Sepia Hours c’était la douce réconciliation du moderne et du stupide.
J’aurais mille fois préféré m’arracher tous les poils du nez un à un en écoutant Brigitte Fontaine à fond les potards plutot que d’avoir à subir cette souffrance.

Commentaire par Bester Langs, le Lundi 3 décembre 2007 à 0:10

“grâce pure” ? “un peu con-con” Franchement à l’écoute de ce titre, j’hésite !

Commentaire par sylvain, le Lundi 3 décembre 2007 à 13:29

L’imcomprehension… apprenez à ecouter de la musique experimental avant de critiquez…vu vos connaissance tres pauvre sur le sujet vous etes des ignorants qui croivent tous savoir…

Commentaire par Jean D.L. from Sepia hours, le Lundi 3 décembre 2007 à 23:33

Hey mon petit j’étais là j’ai vu et j’ai pas bien compris. Expérimenter oui.
Mais qu’a défaut d’être innovant, il y ait quelque chose esthétiquement. Si on prend comme postulat que l’art n’a pas à être forcément “beau”, alors oui, j’ai raté quelque chose.
C’est surtout la durée du “show” qui était exagéré.
L’émotion se bosse sur l’instant, pas sur la longueur.

Commentaire par Bester Langs, le Lundi 3 décembre 2007 à 9:37

C’est étonnant de remarquer qu’on peut à ce point discourir dans le vide. Moi, j’ai totalement adhéré à la démarche. Vous parlez de goûts et de couleurs, sans lucidité fondée (avec des postulats évidents qui semblent vous échapper, comme la question d’une esthétique typiquement post-moderne qui vous est manifestement inconnue, et qu’on retrouve pourtant dans ce type de songwriting fragmenté et trop personnel, peut-être, que pour être partagé). Incroyable comme vous cherchez du consensus dans les seuls enroits -ils deviennent rares- où la liberté peut réellement s’installer. La longueur, tout est relatif : 25 min à peu près n’a rien d’excessif.
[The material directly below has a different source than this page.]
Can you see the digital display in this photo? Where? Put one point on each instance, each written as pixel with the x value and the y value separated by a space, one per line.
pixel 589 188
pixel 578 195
C’est plutôt l’appréhension négative -basée sur le refus ignare- qui est, dans ce cas, le moteur de la perversion.

Commentaire par Raph, le Lundi 3 décembre 2007 à 18:14

Le pire des concensus serait de ne pas être d’accord avec vous, juste pour alimenter la polémique et m’en sortir avec deux jolies phrases.
Le truc c’est que je suis d’accord sur votre dernier message. Je ne comprends rien à la post-modernité. j’ai juste entendu une guitare pas en rythme et trois ibooks qui tournaient à plein régime.
Les moments moins “modernes”, juste à la guitare, me semblaient de loin plus intéressants. C’est un avis, rien à voir avec la perversion. La pire des perversions, reste, selon moi, de ne plus exprimer de jugements sur ses propres émotions.

Amicalement, sincère

Commentaire par Bester Langs, le Lundi 3 décembre 2007 à 1:13

Alors on est d’accord sur ce point. Ca reste une question d’appréhension et d’affect, et en aucun cas un objet destiné à être apprécié à tout prix. Dans un set qui mêle la spontanéité au décousu, avec des fragments minimalistes et, à l’opposé, des saturations dérangeantes, des parties guitares légères, mélodiques, des murmures et des sursauts hurlés, il n’y a rien qui demande délectation. Il y a juste une expression, là, en cours. On la prend en compte ou on s’en détourne… Mais chercher à en justifier ou non l’impertinence (au sens de ‘peu pertinent’), l’efficacité, la légitimité ou l’illégitimité, voilà une perspective qui semble des plus vaines.